Kabar mengenai air hujan di Jakarta yang mengandung mikroplastik menarik perhatian publik. Temuan ini memperkuat peringatan bahwa polusi plastik tidak hanya mencemari tanah dan laut, tetapi juga dapat berada di atmosfer.
Berdasarkan hasil penelitian Badan Riset dan Inovasi Nasional (BRIN), air hujan di Jakarta mengandung partikel mikroplastik yang dinilai berbahaya. Peneliti BRIN Muhammad Reza Cordova menyampaikan bahwa penelitian yang dilakukan sejak 2022 menemukan mikroplastik dalam setiap sampel air hujan yang dikumpulkan di ibu kota.

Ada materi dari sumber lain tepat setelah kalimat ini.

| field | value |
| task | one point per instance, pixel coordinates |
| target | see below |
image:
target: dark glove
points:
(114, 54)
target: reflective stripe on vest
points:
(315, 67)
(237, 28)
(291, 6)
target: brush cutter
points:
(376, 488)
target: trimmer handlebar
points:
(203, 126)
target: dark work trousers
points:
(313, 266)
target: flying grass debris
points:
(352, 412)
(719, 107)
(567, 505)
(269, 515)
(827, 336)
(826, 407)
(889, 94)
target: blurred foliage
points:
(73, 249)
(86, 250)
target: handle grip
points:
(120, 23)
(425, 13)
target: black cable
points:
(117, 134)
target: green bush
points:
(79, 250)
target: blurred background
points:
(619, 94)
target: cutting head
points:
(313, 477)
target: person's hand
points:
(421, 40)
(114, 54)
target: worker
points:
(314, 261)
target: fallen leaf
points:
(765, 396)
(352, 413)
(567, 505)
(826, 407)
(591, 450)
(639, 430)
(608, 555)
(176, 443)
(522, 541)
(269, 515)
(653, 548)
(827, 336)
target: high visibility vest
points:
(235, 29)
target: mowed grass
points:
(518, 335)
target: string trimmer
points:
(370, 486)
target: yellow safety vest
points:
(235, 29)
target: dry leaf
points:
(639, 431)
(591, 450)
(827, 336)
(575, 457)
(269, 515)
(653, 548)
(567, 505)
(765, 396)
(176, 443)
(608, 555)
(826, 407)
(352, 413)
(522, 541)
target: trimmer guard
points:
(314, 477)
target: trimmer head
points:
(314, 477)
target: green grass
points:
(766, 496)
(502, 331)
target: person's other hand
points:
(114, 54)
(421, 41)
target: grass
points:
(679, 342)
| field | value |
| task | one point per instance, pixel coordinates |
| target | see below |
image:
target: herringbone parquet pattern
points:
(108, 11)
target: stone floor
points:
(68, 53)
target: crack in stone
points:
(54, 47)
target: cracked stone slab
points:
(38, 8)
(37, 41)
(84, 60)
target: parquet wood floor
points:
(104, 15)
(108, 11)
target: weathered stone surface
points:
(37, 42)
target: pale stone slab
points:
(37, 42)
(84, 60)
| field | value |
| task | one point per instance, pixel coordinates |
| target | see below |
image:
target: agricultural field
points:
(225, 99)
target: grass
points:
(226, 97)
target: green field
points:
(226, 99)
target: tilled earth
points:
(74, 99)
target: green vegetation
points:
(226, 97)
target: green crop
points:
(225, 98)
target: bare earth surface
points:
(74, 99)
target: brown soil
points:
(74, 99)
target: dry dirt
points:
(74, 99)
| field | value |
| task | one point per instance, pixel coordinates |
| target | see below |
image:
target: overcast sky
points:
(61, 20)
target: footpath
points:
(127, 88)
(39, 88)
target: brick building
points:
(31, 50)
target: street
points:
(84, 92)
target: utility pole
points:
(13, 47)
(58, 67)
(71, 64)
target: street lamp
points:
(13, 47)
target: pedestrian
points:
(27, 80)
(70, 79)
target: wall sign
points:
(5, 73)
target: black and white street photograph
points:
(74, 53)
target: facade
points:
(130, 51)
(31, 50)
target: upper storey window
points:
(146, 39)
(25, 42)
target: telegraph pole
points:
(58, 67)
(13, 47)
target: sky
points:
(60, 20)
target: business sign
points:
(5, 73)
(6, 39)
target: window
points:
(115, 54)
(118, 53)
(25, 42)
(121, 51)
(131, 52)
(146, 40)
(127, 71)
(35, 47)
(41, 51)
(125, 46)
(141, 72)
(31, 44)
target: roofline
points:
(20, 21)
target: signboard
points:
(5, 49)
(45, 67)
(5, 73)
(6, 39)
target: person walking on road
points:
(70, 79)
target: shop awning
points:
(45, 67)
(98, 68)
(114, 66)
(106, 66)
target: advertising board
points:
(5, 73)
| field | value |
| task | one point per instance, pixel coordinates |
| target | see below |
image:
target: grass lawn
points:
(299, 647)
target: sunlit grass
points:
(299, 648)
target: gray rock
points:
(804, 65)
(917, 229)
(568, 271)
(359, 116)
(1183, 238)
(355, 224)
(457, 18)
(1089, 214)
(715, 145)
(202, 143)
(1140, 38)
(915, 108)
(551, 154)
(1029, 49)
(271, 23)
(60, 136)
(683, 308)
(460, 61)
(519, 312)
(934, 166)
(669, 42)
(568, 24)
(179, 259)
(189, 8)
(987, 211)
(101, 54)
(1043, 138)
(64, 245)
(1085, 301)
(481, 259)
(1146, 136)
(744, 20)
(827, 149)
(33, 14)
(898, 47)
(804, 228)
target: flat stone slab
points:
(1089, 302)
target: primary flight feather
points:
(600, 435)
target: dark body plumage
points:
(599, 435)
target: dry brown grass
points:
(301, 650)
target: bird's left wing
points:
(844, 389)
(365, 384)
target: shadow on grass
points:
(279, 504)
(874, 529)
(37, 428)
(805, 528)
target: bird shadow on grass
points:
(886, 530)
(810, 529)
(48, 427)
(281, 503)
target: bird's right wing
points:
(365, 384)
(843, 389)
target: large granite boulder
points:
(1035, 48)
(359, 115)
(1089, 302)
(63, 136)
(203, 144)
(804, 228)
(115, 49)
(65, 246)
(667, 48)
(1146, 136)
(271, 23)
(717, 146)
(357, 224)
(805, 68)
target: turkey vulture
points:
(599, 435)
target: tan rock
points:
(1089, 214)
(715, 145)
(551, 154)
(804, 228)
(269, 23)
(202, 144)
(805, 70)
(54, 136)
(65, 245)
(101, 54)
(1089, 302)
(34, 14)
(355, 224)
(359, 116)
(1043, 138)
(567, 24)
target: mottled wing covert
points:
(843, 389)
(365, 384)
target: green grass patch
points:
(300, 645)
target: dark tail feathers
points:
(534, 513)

Menurut Reza, mikroplastik merupakan partikel plastik berukuran sangat kecil yang terbentuk dari degradasi limbah plastik dan dapat melayang di udara seiring aktivitas manusia di wilayah perkotaan. Partikel ini kemudian terbawa dan jatuh bersama air hujan.
Reza menjelaskan sumber mikroplastik yang teridentifikasi antara lain serat sintetis dari pakaian, debu kendaraan dan ban, sisa pembakaran sampah plastik, serta degradasi plastik di ruang terbuka. Ia menyampaikan penjelasan tersebut saat diwawancarai di Jakarta pada Kamis (17/10), sebagaimana dikutip dari situs resmi BRIN.
Temuan BRIN ini menambah perhatian terhadap potensi dampak mikroplastik bagi kesehatan, seiring meningkatnya paparan polusi plastik di lingkungan sehari-hari.